Louys is an important cultural figure, von Pluschow rather less so. Louys was a poet and novelist who received the legion d'Honneur and whose work has been set to music by Debussy and filmed by Bunuel. Von Pluschow photographed young people- mostly boys- in states of undress. Googling either of them produces a cascade of images of the kind the judge would like to see destroyed.
Stable door, horse, bolted.
So the judge's action is futile. This stuff is already in the public domain. But that's not really the point I want to make- which is this- that destroying works of art is a crappy thing to do- and even crappier when it's done by functionaries of the state. Can you think of a single act of official iconclasm- and history teems with them- which we do not now regret? Even rubbishy works of art can have a documentary value and be of use to future historians. And who's to say what is rubbishy anyway? The Nazis thought anything modernist was rubbish, ISIL thinks anything non-Islamic is rubbish.
There's a way round the problem.
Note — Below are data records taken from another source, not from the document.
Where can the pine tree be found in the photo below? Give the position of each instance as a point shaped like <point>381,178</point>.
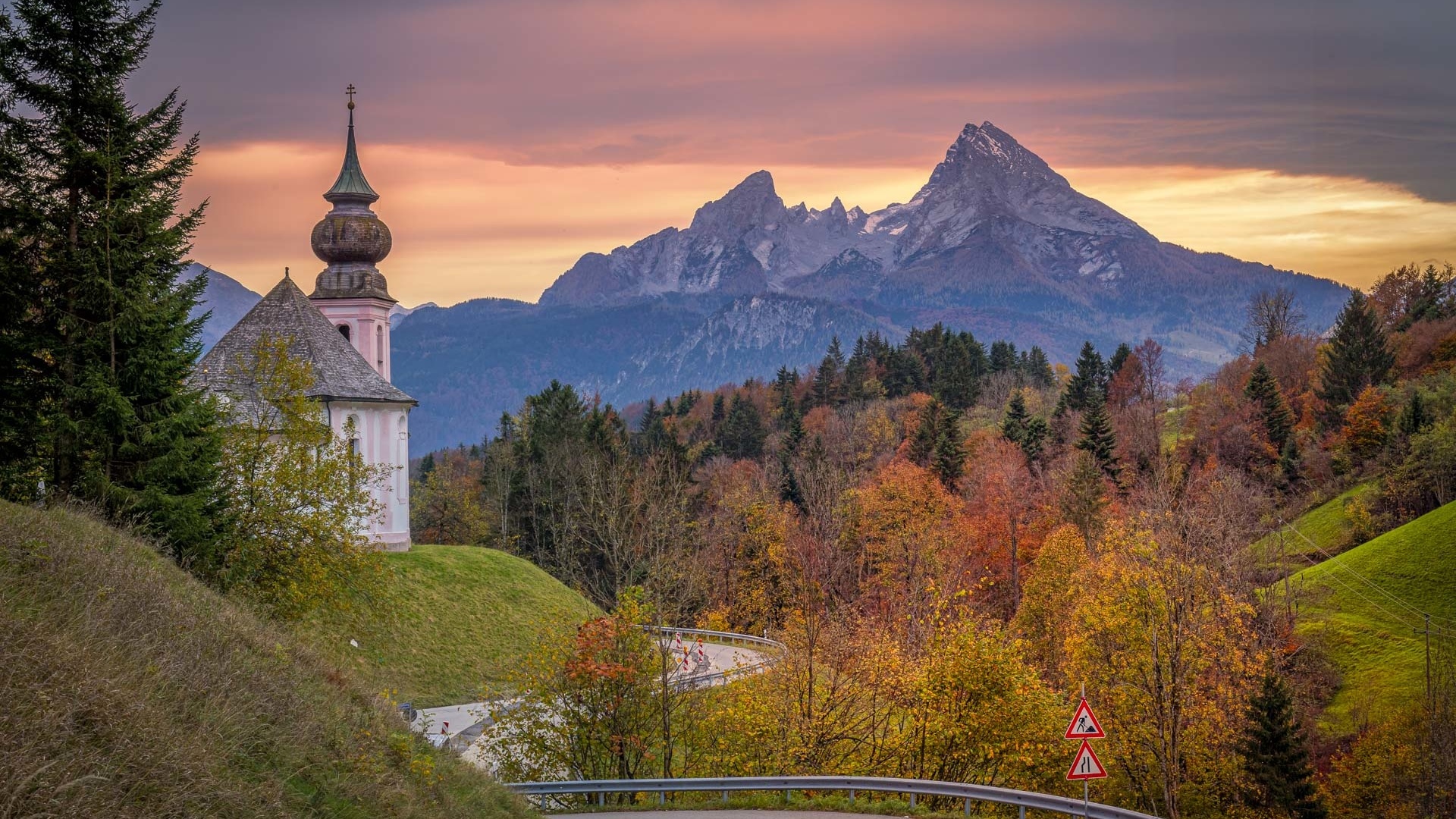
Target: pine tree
<point>1087,384</point>
<point>829,379</point>
<point>1024,428</point>
<point>956,378</point>
<point>1038,369</point>
<point>1120,357</point>
<point>905,373</point>
<point>715,419</point>
<point>1274,754</point>
<point>1414,419</point>
<point>1003,356</point>
<point>112,347</point>
<point>1014,426</point>
<point>1098,439</point>
<point>856,372</point>
<point>948,460</point>
<point>1264,392</point>
<point>743,431</point>
<point>927,433</point>
<point>1084,497</point>
<point>1356,357</point>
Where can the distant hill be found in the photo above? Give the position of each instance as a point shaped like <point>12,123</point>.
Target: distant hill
<point>466,617</point>
<point>224,297</point>
<point>1369,632</point>
<point>131,689</point>
<point>995,242</point>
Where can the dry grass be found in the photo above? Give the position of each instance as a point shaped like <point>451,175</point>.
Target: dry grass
<point>130,689</point>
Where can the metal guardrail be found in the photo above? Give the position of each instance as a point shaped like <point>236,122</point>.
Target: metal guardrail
<point>772,648</point>
<point>731,637</point>
<point>1021,799</point>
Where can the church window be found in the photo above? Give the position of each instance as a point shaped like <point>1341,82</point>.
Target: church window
<point>400,460</point>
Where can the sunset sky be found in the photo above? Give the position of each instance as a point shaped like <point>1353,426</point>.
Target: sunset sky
<point>507,139</point>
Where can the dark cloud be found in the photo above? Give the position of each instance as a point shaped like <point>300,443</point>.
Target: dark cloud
<point>1363,89</point>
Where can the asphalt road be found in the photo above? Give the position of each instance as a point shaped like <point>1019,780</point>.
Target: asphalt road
<point>714,815</point>
<point>438,725</point>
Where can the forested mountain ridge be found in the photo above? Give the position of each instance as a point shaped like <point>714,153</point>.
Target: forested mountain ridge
<point>995,242</point>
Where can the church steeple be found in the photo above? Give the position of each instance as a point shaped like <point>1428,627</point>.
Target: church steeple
<point>351,183</point>
<point>351,240</point>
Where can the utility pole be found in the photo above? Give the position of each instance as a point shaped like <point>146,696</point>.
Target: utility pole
<point>1430,723</point>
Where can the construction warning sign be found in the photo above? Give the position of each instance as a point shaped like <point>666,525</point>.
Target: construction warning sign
<point>1084,723</point>
<point>1087,765</point>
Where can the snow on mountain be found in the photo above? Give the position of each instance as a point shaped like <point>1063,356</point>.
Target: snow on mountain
<point>995,242</point>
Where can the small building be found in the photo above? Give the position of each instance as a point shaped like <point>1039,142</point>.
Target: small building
<point>343,331</point>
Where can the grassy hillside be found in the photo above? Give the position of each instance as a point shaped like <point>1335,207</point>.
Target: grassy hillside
<point>1329,526</point>
<point>465,617</point>
<point>130,689</point>
<point>1381,656</point>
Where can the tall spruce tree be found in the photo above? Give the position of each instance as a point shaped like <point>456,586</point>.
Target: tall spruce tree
<point>1025,430</point>
<point>1087,384</point>
<point>95,187</point>
<point>1098,438</point>
<point>1264,392</point>
<point>1038,369</point>
<point>1357,357</point>
<point>948,460</point>
<point>1274,754</point>
<point>829,381</point>
<point>742,433</point>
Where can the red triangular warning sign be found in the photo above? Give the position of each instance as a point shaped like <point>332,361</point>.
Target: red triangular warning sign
<point>1084,723</point>
<point>1087,765</point>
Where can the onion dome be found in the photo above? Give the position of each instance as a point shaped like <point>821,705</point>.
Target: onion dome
<point>350,238</point>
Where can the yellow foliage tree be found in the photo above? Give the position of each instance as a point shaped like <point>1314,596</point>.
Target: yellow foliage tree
<point>1168,654</point>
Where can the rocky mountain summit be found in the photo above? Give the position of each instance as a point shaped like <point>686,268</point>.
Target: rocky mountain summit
<point>987,187</point>
<point>995,242</point>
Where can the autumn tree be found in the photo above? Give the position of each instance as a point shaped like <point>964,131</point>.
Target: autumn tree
<point>592,708</point>
<point>1050,595</point>
<point>1365,428</point>
<point>1169,656</point>
<point>446,503</point>
<point>296,494</point>
<point>1270,316</point>
<point>908,529</point>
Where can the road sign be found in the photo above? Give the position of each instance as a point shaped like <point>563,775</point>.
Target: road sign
<point>1084,723</point>
<point>1087,765</point>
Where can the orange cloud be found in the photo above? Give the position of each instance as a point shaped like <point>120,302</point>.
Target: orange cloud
<point>468,226</point>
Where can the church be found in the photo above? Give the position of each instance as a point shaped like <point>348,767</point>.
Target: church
<point>343,331</point>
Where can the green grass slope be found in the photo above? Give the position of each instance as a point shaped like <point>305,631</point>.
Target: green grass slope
<point>130,689</point>
<point>1369,635</point>
<point>1327,526</point>
<point>463,618</point>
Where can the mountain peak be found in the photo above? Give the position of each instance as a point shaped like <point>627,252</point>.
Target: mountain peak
<point>987,175</point>
<point>752,203</point>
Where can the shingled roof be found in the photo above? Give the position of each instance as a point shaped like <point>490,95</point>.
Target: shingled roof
<point>340,373</point>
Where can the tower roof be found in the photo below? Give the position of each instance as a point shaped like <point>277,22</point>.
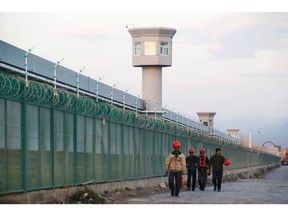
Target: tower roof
<point>152,31</point>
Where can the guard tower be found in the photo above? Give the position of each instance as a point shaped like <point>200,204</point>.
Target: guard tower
<point>233,132</point>
<point>207,118</point>
<point>152,50</point>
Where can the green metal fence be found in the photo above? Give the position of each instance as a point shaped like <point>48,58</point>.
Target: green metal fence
<point>53,138</point>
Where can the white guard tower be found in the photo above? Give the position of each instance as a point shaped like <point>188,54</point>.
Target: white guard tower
<point>152,50</point>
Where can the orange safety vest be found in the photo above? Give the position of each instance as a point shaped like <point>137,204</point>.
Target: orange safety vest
<point>202,161</point>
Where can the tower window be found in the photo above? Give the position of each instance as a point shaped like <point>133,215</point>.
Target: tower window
<point>150,47</point>
<point>137,49</point>
<point>164,48</point>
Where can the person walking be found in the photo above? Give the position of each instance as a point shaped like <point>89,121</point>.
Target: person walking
<point>175,163</point>
<point>191,165</point>
<point>202,169</point>
<point>217,161</point>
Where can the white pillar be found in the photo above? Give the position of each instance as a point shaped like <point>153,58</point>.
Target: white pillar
<point>152,86</point>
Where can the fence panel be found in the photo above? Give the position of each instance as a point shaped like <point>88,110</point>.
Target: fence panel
<point>50,140</point>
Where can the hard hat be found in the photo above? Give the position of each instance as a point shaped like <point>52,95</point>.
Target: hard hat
<point>191,150</point>
<point>227,162</point>
<point>202,150</point>
<point>176,144</point>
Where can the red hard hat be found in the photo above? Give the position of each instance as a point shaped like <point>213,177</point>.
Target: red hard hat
<point>227,162</point>
<point>176,144</point>
<point>202,150</point>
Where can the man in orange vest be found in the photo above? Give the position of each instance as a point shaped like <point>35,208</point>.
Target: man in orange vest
<point>175,163</point>
<point>202,169</point>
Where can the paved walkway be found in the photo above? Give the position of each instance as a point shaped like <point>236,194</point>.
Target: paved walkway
<point>273,189</point>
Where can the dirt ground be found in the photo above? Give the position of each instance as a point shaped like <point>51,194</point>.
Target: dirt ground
<point>121,196</point>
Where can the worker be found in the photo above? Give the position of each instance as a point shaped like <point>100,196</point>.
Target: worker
<point>191,165</point>
<point>175,163</point>
<point>217,161</point>
<point>202,169</point>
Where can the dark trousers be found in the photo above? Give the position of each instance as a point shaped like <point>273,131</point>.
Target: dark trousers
<point>202,179</point>
<point>175,189</point>
<point>217,179</point>
<point>193,174</point>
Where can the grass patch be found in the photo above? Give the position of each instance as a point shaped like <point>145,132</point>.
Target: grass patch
<point>86,196</point>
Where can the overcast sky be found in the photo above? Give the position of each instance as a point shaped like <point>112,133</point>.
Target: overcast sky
<point>230,63</point>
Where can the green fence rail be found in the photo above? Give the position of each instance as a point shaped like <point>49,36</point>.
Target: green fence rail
<point>52,138</point>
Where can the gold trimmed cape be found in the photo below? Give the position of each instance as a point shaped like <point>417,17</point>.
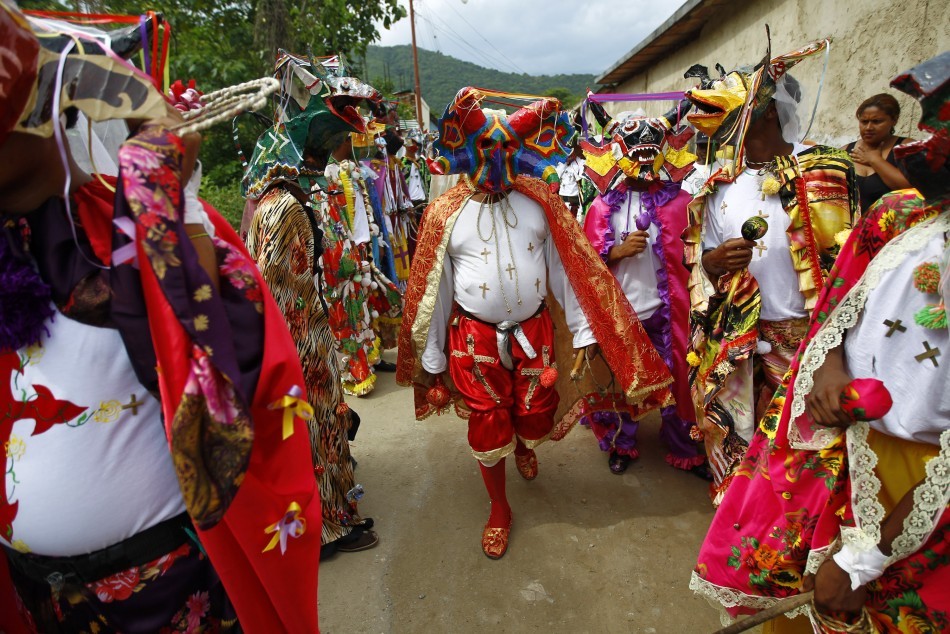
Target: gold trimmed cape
<point>639,369</point>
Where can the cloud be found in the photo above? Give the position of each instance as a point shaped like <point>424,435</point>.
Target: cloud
<point>538,37</point>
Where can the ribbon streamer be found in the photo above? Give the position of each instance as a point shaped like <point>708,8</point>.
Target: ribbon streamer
<point>293,406</point>
<point>290,525</point>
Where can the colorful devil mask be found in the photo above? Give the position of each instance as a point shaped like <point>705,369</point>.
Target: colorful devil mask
<point>925,162</point>
<point>648,149</point>
<point>317,102</point>
<point>725,106</point>
<point>93,79</point>
<point>492,148</point>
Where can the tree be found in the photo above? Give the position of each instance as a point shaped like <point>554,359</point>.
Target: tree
<point>225,43</point>
<point>564,95</point>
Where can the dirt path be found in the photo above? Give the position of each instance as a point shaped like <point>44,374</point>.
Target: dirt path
<point>590,551</point>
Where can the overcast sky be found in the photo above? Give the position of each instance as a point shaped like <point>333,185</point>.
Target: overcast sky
<point>538,37</point>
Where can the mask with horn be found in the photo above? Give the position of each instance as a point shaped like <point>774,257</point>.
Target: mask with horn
<point>724,107</point>
<point>925,162</point>
<point>46,69</point>
<point>317,102</point>
<point>492,148</point>
<point>647,149</point>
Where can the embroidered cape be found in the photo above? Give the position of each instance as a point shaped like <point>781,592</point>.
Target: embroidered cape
<point>220,360</point>
<point>818,193</point>
<point>643,376</point>
<point>792,494</point>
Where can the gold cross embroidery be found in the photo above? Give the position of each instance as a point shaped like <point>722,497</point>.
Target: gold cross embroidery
<point>894,326</point>
<point>535,374</point>
<point>928,353</point>
<point>477,371</point>
<point>134,404</point>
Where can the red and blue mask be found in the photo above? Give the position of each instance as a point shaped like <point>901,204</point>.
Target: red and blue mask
<point>492,148</point>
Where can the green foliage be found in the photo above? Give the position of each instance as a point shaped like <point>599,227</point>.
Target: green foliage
<point>227,199</point>
<point>442,76</point>
<point>216,44</point>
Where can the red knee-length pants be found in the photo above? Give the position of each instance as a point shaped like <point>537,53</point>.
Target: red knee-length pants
<point>504,403</point>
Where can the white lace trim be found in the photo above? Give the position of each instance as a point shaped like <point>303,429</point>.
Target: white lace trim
<point>845,316</point>
<point>721,598</point>
<point>865,485</point>
<point>818,556</point>
<point>930,499</point>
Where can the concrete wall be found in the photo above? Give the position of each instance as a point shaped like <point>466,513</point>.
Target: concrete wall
<point>872,40</point>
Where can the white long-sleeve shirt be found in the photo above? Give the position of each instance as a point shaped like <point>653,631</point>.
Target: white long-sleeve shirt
<point>479,252</point>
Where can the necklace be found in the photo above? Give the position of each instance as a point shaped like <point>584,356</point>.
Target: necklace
<point>509,221</point>
<point>765,177</point>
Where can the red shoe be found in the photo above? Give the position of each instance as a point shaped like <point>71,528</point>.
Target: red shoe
<point>527,465</point>
<point>495,541</point>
If you think a piece of work so obscene it should be removed from public gaze you can always lock it away. That's what the Tate has done with much of its collection of work by Ovenden (who until recently was considered respectable if a little risque)- and you can only view it if you can produce a certificate saying you're not a greasy little perve. Again, until quite recently, the Italian state locked away some of the spicier items from its collection of antiquities from Pompeii and Herculaneum- and you could only view them if you could prove you weren't a woman. I'm not exactly recommending this option- because I deplore all kinds of censorship- but it's the lesser of two evils. At least the work you've taken out of circulation still exists- and you've allowed for the possibility that later generations may view it differently.